Interviewer: ほう、会社を始めたんですか。
T: ええ、ノースカロライナで 3年ほどやりました。買収されてボストンに戻り、そこでさらに4年ほど働きました。その間に、この本を書きました。その後、サンフランシスコに行くことにしました。ずっと住んでみたかったんです。
I: そのバイオテクノロジーの会社はどんなことをやっていたんですか? どんな技術を開発していました? あるいは、何を中心にしていましたか?
T: ネットワークシミュレーションです。製薬会社の人がやってきて、時系列に見れるやつです。それで私たちが言うんです。たんぱく質の相互作用構造によると、こういうことが起きていると考えられます。目の前で見ている現象を引き起こした根本原因は、これであると思われます、と。
I: すごいですね。大学で生物学を学んだんですか? それとも独学ですか?
T: 一緒に取ってたんです。自分の専攻であるコンピュータサイエンスのほかに、MIT ではたくさんの科学のクラスを受講する必要がありました。それで、微生物学を学び、興味を持ちました。

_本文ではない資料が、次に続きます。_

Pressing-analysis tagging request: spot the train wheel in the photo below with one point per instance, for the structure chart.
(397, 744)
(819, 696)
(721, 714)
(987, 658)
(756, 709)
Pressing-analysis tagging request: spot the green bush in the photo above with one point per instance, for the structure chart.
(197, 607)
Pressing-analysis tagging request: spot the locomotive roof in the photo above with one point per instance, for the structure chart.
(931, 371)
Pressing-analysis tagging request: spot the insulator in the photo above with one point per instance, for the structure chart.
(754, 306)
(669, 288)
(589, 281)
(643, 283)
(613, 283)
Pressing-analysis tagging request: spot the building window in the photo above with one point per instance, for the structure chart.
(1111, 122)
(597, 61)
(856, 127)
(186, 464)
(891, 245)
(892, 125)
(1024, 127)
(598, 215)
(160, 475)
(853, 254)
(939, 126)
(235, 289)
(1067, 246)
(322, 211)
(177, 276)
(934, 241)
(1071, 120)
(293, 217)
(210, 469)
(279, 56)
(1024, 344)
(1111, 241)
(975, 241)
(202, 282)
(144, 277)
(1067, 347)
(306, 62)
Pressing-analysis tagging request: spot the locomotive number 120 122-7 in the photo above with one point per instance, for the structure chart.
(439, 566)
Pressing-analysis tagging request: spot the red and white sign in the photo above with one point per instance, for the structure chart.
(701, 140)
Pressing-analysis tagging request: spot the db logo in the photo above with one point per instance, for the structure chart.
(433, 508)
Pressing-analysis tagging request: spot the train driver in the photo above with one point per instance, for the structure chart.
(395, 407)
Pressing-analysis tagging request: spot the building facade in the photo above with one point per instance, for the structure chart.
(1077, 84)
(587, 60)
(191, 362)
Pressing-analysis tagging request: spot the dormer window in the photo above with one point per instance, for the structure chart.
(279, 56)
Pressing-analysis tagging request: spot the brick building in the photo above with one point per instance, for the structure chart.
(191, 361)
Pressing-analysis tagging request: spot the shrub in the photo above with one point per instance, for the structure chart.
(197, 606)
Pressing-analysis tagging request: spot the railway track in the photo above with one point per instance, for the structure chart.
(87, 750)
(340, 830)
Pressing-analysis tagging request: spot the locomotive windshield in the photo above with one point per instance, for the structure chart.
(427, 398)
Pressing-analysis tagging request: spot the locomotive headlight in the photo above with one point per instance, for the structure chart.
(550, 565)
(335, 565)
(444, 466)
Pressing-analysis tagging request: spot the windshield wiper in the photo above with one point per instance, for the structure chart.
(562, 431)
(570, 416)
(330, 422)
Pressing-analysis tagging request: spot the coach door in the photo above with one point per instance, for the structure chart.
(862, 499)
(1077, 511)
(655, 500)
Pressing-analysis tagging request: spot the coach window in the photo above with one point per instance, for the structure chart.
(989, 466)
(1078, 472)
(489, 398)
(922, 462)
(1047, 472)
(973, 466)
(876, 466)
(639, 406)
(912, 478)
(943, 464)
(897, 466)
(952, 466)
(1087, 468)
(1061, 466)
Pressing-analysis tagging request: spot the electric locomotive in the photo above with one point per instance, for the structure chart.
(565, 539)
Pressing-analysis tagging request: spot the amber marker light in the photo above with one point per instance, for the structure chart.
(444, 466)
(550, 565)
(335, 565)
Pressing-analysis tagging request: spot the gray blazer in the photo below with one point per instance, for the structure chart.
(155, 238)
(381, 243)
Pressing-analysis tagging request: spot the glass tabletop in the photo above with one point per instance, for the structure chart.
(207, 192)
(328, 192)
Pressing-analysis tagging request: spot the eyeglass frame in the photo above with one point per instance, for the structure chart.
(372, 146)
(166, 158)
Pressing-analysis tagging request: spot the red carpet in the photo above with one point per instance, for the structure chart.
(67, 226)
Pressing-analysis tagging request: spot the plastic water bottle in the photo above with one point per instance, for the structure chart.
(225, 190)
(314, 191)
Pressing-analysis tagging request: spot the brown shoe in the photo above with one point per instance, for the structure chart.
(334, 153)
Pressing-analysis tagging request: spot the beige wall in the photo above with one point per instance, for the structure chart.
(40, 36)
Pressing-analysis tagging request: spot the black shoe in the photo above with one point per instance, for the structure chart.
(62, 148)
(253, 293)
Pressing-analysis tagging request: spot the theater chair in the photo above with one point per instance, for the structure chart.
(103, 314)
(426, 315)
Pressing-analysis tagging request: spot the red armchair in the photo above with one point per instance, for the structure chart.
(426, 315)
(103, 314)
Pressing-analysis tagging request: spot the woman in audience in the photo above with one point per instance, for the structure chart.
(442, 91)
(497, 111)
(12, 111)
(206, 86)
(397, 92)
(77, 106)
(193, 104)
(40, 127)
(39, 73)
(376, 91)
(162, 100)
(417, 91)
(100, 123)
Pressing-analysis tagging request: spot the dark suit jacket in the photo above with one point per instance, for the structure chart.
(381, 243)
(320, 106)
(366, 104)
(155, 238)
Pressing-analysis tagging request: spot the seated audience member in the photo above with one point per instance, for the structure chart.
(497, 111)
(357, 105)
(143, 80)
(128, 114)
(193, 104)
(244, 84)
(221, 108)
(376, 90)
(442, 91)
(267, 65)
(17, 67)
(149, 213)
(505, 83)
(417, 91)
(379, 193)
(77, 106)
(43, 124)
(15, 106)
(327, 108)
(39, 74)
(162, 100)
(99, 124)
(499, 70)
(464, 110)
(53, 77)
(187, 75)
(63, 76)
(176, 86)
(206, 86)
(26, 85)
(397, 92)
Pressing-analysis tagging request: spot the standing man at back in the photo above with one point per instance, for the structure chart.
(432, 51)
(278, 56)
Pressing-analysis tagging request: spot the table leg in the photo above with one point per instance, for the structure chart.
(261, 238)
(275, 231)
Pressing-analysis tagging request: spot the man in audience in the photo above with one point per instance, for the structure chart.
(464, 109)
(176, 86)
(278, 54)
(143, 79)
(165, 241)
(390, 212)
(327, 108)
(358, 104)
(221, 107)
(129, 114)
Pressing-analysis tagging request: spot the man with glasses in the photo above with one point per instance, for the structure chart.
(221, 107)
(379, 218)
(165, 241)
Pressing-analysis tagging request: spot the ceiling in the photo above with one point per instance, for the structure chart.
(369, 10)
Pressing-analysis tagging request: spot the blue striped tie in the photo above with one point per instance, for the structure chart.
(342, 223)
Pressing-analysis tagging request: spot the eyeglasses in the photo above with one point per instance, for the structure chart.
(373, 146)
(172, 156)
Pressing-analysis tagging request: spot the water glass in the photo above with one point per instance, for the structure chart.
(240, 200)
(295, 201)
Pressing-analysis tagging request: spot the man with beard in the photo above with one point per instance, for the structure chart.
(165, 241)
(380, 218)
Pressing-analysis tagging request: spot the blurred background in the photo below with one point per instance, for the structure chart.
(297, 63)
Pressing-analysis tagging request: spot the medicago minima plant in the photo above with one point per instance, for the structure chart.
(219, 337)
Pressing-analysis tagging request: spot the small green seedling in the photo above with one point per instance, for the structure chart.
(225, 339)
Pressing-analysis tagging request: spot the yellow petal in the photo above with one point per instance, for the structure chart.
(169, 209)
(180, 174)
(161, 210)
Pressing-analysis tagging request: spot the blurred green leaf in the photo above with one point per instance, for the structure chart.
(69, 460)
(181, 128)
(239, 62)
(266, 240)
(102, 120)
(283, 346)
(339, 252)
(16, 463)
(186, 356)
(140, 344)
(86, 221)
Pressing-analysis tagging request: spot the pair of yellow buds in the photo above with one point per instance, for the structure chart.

I: すばらしい。専攻は数学でしたっけ? コンピュータサイエンス?
T: コンピュータサイエンスです。
I: 今はどこで働いていますか?
T: メタウェブという会社で働いています。freebase.com を開発しています。巨大なセマンティック・オープン・データベースです。誰でも貢献できます。私はデータチームで働いていて、Wikipedia から意味を抽出したり、自然言語処理などを使って、できるだけ興味深いデータを入れようとしています。公開されたデータベースからも引っ張ってきていて、たとえば SEC、FDA、FCC などの類です。みんなが的確な検索ができるように、これらのデータを全て結び付けようとしているんです。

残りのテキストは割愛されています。